NNX Scaled Dot-Product Attention

Why this matters

Scaled dot-product attention (SDPA) is the inner loop of every modern Transformer. Multi-head attention is just SDPA repeated H times in parallel with sliced projections, then concatenated. Causal LMs are SDPA with a triangular mask. Cross-attention is SDPA where Q comes from one sequence and K/V from another. KV caching is SDPA over a growing K/V buffer. Get this one function right and the rest of the track is bookkeeping.

This problem deliberately involves NO nnx.Module. SDPA is pure math over arrays — there is nothing to parameterize. Establishing the math cleanly here lets the next nine problems focus on the module structure around the math.

The formula

Given queries Q of shape (T_q, d_k), keys K of shape (T_k, d_k), and values V of shape (T_k, d_v):

Attention(Q, K, V) = softmax(Q K^T / sqrt(d_k)) @ V

Three steps:

Score: Q @ K^T — every query dotted with every key. Shape (T_q, T_k). Entry (i, j) measures how much query i “wants” key j.
Scale: divide by sqrt(d_k). Without this scale, large d_k drives the dot products to large magnitudes and softmax saturates to a one-hot — gradient dies. The scale keeps the score variance roughly 1 regardless of d_k.
Softmax + value: row-wise softmax converts scores to a probability distribution over keys; matmul with V produces a weighted sum of values per query. Shape (T_q, d_v).

T_q and T_k need not match — that’s what makes cross-attention work. d_k (key/query dim) and d_v (value dim) need not match either, though in MHA we usually pick them equal for tidy reshapes.

Why softmax over the LAST axis?

Softmax normalizes along the dimension you want to be a probability distribution. We want every query to distribute its attention over keys — so for each query (axis 0), softmax across keys (axis -1, which is T_k). After softmax, every row sums to 1.

A common bug: softmax(scores, axis=0).
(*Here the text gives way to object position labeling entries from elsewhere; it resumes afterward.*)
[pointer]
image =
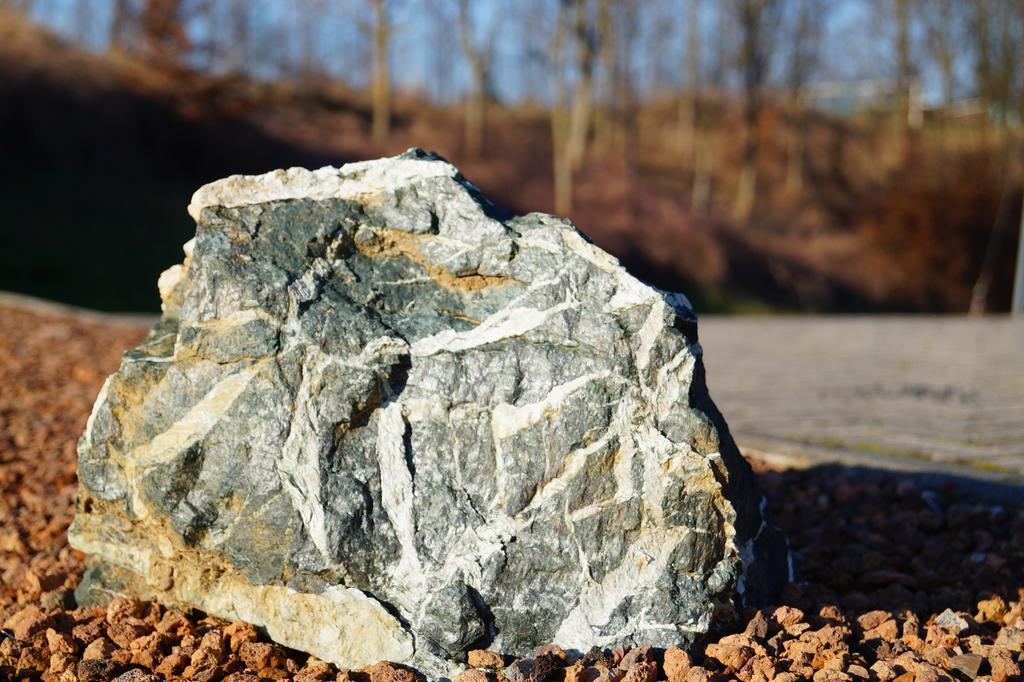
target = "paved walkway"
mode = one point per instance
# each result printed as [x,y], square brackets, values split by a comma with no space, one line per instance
[913,393]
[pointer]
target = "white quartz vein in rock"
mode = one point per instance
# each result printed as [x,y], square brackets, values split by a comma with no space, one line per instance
[353,181]
[506,324]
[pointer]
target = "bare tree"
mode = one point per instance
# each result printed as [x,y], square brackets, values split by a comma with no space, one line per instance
[756,19]
[165,38]
[122,20]
[604,119]
[689,102]
[904,70]
[238,53]
[569,128]
[939,17]
[381,80]
[479,55]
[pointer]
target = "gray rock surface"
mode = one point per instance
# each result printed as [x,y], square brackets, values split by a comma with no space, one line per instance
[385,420]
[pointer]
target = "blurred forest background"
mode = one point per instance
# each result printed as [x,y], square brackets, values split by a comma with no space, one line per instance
[757,155]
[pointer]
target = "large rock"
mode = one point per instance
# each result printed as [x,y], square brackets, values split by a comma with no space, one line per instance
[387,421]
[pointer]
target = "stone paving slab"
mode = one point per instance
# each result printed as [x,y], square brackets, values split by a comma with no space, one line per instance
[922,393]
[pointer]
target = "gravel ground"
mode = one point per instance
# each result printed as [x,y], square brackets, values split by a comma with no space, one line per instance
[896,583]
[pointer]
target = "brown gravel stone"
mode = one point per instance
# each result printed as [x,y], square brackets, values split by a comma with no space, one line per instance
[733,656]
[172,664]
[98,649]
[698,674]
[484,658]
[1004,664]
[677,664]
[642,671]
[27,622]
[876,559]
[1012,638]
[59,642]
[98,671]
[388,672]
[636,655]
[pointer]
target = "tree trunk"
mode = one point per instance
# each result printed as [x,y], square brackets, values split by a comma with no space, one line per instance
[795,153]
[605,117]
[562,180]
[569,130]
[704,166]
[475,100]
[119,25]
[382,74]
[747,185]
[688,103]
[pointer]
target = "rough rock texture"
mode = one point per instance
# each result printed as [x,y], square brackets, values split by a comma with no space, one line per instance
[386,421]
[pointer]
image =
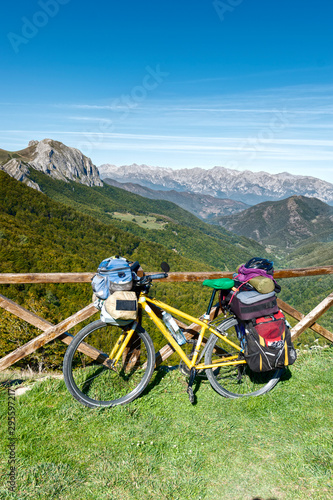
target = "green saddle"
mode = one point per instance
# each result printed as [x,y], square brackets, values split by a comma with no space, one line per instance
[219,284]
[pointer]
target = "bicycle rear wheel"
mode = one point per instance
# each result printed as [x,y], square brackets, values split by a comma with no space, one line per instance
[95,382]
[235,381]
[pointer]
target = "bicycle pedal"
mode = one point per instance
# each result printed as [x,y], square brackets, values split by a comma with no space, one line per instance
[220,330]
[190,395]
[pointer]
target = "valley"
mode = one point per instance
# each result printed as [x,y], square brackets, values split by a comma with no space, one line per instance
[60,218]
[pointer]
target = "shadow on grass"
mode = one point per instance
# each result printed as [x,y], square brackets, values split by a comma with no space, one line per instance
[10,382]
[158,375]
[260,498]
[286,375]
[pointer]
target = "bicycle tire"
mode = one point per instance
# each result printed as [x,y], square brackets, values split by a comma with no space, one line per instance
[94,383]
[235,381]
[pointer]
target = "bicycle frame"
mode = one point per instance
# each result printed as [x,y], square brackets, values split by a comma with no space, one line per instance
[144,302]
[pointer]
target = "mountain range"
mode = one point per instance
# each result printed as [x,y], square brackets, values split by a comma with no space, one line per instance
[54,159]
[284,224]
[245,186]
[69,177]
[203,206]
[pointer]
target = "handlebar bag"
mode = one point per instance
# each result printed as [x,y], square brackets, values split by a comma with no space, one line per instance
[252,304]
[268,343]
[122,305]
[113,274]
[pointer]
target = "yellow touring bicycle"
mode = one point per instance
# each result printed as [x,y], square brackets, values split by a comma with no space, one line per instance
[111,363]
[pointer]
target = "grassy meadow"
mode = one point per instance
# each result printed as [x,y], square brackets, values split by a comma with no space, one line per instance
[274,447]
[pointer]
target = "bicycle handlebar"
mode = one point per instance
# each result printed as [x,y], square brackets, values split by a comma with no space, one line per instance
[157,276]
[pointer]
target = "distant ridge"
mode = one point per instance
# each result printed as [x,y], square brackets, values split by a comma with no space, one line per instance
[52,158]
[284,224]
[201,205]
[245,186]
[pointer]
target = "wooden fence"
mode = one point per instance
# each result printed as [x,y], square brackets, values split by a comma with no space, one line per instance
[60,331]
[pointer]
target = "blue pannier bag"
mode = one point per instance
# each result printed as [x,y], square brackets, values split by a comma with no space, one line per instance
[113,274]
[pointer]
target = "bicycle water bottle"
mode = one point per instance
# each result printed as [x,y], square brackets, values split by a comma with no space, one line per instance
[173,328]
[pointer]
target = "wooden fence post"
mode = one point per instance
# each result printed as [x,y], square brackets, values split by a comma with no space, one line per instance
[311,318]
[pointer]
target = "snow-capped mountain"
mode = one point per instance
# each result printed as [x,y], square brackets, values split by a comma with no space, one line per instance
[246,186]
[53,158]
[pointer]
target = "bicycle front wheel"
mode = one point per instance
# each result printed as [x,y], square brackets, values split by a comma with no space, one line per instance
[235,381]
[90,375]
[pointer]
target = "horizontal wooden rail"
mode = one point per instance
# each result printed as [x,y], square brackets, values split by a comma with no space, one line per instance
[11,278]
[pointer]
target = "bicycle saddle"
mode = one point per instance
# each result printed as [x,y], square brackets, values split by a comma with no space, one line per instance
[219,284]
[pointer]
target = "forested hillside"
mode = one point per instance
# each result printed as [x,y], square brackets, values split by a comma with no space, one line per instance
[182,232]
[39,234]
[284,224]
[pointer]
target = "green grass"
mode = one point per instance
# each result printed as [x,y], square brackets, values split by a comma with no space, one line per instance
[277,446]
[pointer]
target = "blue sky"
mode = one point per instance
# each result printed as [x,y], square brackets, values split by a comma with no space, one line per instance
[246,84]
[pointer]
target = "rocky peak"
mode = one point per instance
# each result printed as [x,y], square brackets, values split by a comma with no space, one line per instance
[54,159]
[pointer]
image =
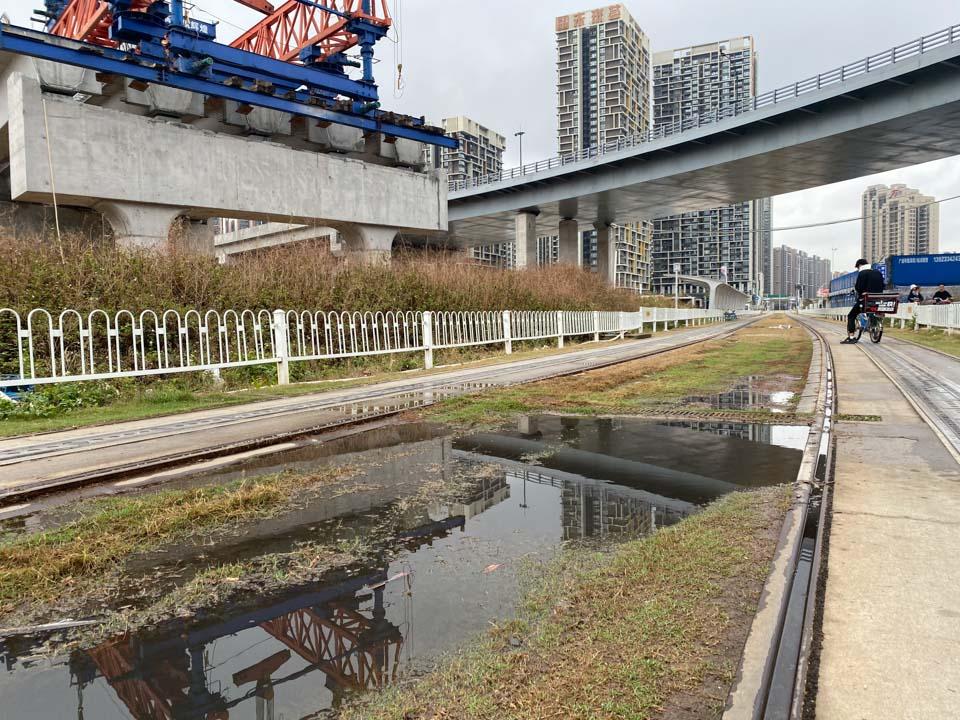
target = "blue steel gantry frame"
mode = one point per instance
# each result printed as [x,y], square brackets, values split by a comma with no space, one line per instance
[160,45]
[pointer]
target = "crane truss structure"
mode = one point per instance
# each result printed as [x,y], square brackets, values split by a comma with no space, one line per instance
[296,26]
[301,71]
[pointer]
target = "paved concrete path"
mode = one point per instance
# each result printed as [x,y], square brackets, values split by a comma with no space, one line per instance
[891,622]
[57,459]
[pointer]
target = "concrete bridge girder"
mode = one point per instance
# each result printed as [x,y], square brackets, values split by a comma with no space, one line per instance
[133,156]
[139,224]
[367,244]
[894,116]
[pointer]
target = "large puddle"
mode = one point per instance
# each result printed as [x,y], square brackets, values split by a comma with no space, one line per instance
[445,563]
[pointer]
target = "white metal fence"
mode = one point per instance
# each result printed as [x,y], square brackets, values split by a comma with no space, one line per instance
[41,347]
[946,317]
[839,75]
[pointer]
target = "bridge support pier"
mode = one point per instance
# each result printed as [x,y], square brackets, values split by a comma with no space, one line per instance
[138,224]
[525,245]
[368,244]
[571,243]
[606,254]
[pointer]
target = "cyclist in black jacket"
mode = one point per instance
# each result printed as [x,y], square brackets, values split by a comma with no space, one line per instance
[868,281]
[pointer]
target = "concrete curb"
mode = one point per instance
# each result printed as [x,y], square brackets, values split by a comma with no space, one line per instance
[748,694]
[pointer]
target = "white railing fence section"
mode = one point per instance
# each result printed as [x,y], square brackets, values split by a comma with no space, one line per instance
[946,317]
[43,348]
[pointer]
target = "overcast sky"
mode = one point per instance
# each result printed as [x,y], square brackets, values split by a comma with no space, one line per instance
[494,61]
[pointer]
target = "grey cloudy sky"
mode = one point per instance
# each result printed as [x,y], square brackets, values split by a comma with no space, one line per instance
[493,60]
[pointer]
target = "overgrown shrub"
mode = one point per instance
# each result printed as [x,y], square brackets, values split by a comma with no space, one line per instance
[97,275]
[51,400]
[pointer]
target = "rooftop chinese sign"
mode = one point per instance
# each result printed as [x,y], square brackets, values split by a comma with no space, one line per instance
[590,17]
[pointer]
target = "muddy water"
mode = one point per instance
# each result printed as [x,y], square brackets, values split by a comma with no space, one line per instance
[445,562]
[754,393]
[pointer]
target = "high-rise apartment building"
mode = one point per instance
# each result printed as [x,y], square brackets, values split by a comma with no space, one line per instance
[794,271]
[898,220]
[732,242]
[480,153]
[603,95]
[603,77]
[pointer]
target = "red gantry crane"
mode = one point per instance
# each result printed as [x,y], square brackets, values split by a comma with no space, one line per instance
[283,34]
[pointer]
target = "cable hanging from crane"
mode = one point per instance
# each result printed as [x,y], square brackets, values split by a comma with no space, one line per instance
[399,83]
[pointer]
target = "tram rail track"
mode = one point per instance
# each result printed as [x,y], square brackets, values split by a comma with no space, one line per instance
[772,679]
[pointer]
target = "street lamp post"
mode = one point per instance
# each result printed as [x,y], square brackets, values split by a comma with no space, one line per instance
[520,135]
[676,286]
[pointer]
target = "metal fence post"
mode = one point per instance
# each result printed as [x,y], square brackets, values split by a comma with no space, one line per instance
[428,340]
[507,333]
[281,346]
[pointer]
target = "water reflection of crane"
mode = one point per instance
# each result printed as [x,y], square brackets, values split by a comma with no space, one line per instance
[341,631]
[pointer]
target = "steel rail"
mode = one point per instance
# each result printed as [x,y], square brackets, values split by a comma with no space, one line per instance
[476,380]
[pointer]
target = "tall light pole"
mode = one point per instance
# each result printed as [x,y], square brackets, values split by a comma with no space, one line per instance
[520,135]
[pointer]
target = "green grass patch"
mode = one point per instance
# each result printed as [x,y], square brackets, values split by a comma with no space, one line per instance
[645,385]
[40,567]
[844,417]
[609,635]
[85,404]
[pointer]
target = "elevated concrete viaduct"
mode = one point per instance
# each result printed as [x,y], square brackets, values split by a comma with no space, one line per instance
[144,157]
[901,110]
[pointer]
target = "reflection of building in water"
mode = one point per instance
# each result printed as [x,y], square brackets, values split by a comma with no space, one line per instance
[755,432]
[481,492]
[347,638]
[742,397]
[597,509]
[341,631]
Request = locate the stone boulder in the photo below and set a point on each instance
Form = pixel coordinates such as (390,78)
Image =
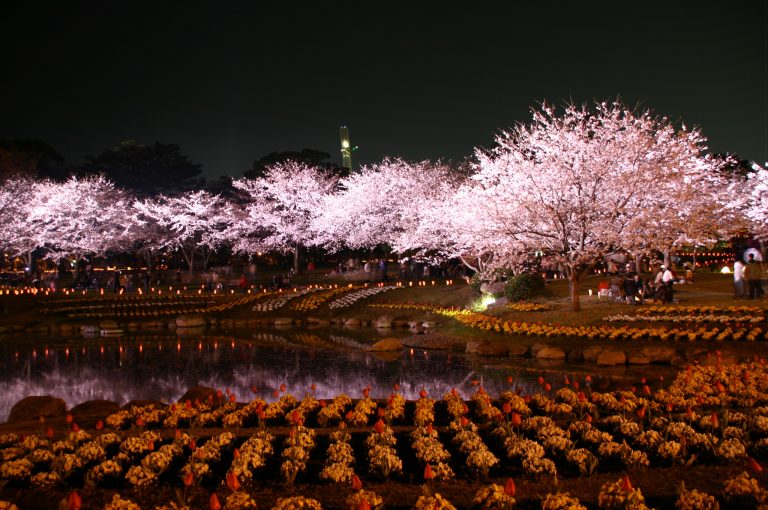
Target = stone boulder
(88,413)
(90,329)
(109,324)
(518,350)
(552,353)
(199,393)
(591,353)
(638,358)
(493,288)
(32,408)
(493,349)
(386,344)
(658,353)
(610,357)
(190,321)
(472,346)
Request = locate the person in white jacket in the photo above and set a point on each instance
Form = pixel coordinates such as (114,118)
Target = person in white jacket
(738,279)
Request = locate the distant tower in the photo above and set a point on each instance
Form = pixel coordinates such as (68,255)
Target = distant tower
(346,148)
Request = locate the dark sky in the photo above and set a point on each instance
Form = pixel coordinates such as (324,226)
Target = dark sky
(231,81)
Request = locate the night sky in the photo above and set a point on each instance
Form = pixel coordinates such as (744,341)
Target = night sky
(231,81)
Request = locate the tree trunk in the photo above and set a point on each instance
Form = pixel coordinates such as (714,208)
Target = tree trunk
(147,254)
(573,286)
(297,259)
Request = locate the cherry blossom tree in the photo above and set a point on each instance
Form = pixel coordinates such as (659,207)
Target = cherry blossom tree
(383,204)
(281,209)
(193,223)
(756,209)
(578,184)
(81,216)
(18,229)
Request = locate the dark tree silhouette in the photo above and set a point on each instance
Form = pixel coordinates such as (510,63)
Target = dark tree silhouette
(312,157)
(147,170)
(30,158)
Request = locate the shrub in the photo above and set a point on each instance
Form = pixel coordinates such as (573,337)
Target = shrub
(475,282)
(525,286)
That makes every column sum to 1, so each key divvies its mass over queries — meaningless.

Worked example

Q = jnp.eye(3, 4)                    # 3 queries, d_k=4
K = jnp.eye(4)                       # 4 keys
V = jnp.arange(16).reshape(4, 4) + 1.0
out = sdpa(Q, K, V)                  # shape (3, 4)

Each query (a one-hot row) maximally aligns with one key (Q @ K.T = I), so softmax sharply prefers the matching value row — but 1/sqrt(4) = 0.5 softens the peak, so the output is a mixture of all four V rows with one row dominating.

What this is NOT yet

No mask. A causal LM would zero out future positions before softmax. We’ll add that in pos 33.
No multi-head. A single Q/K/V here. MHA in pos 32 splits the hidden dim into H heads and runs SDPA per head.
No projections. Real attention has W_Q, W_K, W_V learned linear maps. We’re operating on already-projected Q, K, V.

Common pitfalls

Forgetting the scale. softmax(Q @ K.T) without /sqrt(d_k) works for tiny d_k but explodes for d_k = 64 or larger.
Wrong softmax axis. axis=-1 (over keys), not axis=0.
d_k from k.shape[-1] vs q.shape[-1]. They must match (else Q @ K.T is undefined). Either is fine.
Using jnp.exp + manual normalize. jax.nn.softmax is more numerically stable (subtracts the row-max before exponentiating).
@ vs jnp.dot. Equivalent for 2-D. The @ operator is more readable and matches the math.

Problem

Write sdpa(q, k, v):

Compute scores = q @ k.T / jnp.sqrt(d_k), where d_k = q.shape[-1].
Apply jax.nn.softmax(scores, axis=-1) to get attention weights.
Return weights @ v — the value-weighted output.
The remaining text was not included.